Risk back on as emerging market soars

Emerging stocks headed for their longest streak of monthly gains since 2005 as bets central banks will support economic growth helped offset concern the conflict between Ukraine and Russia is worsening. The ruble fell today.

Brazil’s Ibovespa extended its monthly surge to 8.8 percent on bets President Dilma Rousseff will lose her re-election bid amid faltering economic growth. Egyptian stocks led the monthly increase among markets in developing Europe and the Arab world, capping a 6.9 percent advance yesterday. The S&P BSE Sensex posted the longest monthly rally since 2007 yesterday. The ruble headed for its second monthly depreciation after Russia faced sanctions from the U.S. and European Union.

The MSCI Emerging Markets Index was little changed at 1,086.89 as of 2:09 p.m. in London. The developing-nation measure has risen 2 percent in August, poised for a seventh month of advances.
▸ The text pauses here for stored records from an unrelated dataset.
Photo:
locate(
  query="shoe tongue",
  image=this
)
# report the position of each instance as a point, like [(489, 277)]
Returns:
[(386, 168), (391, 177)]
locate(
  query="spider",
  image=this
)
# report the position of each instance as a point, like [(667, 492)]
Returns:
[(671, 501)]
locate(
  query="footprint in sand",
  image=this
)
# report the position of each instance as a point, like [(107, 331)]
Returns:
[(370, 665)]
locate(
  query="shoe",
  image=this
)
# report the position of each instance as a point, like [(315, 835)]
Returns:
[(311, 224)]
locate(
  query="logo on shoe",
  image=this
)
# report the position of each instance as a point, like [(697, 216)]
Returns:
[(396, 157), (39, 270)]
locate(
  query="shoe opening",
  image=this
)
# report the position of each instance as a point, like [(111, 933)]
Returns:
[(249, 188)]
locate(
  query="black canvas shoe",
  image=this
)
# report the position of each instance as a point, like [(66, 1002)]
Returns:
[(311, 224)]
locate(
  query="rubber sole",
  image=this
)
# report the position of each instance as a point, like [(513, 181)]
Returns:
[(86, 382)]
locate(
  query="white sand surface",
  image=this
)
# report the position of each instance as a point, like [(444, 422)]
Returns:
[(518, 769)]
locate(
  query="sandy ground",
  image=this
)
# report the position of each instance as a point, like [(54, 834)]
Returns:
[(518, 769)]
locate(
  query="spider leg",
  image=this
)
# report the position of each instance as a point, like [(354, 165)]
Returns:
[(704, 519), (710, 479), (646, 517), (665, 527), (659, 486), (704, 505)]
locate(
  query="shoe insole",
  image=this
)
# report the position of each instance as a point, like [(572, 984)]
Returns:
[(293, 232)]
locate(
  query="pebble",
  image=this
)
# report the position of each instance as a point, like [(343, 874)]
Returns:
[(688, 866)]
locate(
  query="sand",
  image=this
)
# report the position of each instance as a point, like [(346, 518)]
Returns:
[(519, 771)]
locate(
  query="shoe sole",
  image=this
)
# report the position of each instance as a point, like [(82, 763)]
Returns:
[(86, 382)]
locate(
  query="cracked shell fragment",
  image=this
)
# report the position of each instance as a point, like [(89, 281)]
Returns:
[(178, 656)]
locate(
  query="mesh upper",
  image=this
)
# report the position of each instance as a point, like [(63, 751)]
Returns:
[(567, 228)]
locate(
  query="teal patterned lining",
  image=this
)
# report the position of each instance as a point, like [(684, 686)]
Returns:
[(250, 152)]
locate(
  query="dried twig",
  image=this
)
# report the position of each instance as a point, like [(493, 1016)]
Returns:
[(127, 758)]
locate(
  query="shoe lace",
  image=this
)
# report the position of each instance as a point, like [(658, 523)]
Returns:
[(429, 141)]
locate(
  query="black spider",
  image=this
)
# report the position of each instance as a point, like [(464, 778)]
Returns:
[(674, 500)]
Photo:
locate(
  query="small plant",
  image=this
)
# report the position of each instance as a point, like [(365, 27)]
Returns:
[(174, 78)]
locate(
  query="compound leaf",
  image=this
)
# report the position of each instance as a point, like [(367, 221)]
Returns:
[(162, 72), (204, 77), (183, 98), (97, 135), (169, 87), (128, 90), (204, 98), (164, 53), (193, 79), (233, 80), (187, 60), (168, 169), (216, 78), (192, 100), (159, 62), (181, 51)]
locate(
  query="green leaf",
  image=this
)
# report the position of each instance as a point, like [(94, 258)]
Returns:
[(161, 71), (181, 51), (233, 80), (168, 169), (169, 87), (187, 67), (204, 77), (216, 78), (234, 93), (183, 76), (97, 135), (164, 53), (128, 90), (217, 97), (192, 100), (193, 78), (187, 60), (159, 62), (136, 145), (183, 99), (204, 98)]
The value of global equities reached a record $66 trillion this week on bets markets worldwide can withstand crises in Ukraine, the Gaza Strip and Iraq.

“Equities have tended to look through the geopolitical concerns in different parts of the world,” said John Lomax, an emerging-market strategist at HSBC Holdings Plc, said by phone from London. “The main driver has come from expectations that developed world interest rates will stay extremely low for a more sustained period.”

The emerging-markets gauge has risen 8.4 percent this year and trades at 11.3 times projected 12-month earnings, near the most expensive level since 2011, data compiled by Bloomberg show. The MSCI World Index of developed nations has gained 5 percent and is valued at a multiple of 15.


Cnooc Gains

Five out of 10 industry groups in the developing-nation gauge rose today, paced by health-care shares. Cnooc Ltd. added 2.9 percent in Hong Kong after first-half profit at China’s biggest offshore energy producer beat estimates.

Egyptian stocks yesterday posted their second monthly advance in a row. The gauge has increased 11 percent following former army chief Abdel-Fattah El-Sisi’s election victory in late May. El-Sisi, who ousted former president Mohamed Mursi in July last year, has made restoring order in the politically unstable country one of his top objectives.

The WIG30 Index added 0.1 percent today, extending its August gain to 3.9 percent. Data today showed Poland’s second- quarter gross domestic product expanded 3.3 percent from a year earlier, topping a preliminary estimate of 3.2 percent reported on Aug. 14.


Hungary Growth

Hungary’s BUX Index increased as much as 1 percent, taking its monthly gain to 1.3 percent. The nation’s economy will expand 2.9 percent in 2014, according to the latest Bloomberg News survey of analysts conducted from Aug. 22 to Aug. 27.

The ruble weakened for fourth day versus the dollar today, on course for a second monthly loss. The Micex Index lost 1.3 percent to the lowest level in two weeks on a closing basis, extending its decline since Russia annexed Ukraine’s Crimea in February to 2.7 percent.

The EU began talks in Moscow aimed at a temporary deal with Ukraine to allow natural-gas flows to resume, even as the bloc and the U.S. threatened Russian President Vladimir Putin with further sanctions.

Russia faces “more costs and consequences” as “has deliberately and repeatedly violated the sovereignty and territorial integrity” of Ukraine, U.S. President Barack Obama said yesterday.

More than 1,000 Russian troops are operating inside Ukraine, the North Atlantic Treaty Organization said yesterday. Ukrainian stocks slumped 10 percent in August, set to halt a four-month long rally.


China Stocks

The Hang Seng China Enterprises Index of mainland companies gained 0.3 percent today, trimming the first monthly loss in four. The Shanghai Composite Index rose 1 percent, extending its increase in August to 0.7 percent.

The Sensex advanced 2.9 percent in August after closing at a record yesterday. India’s markets are shut for a holiday today. Turkey’s Borsa Istanbul 100 Index, which is down 0.1 percent today, slipped 1.7 percent this month.

The premium investors demand to own developing-country debt over U.S. Treasuries narrowed one basis point to 279, according to JPMorgan Chase & Co. indexes.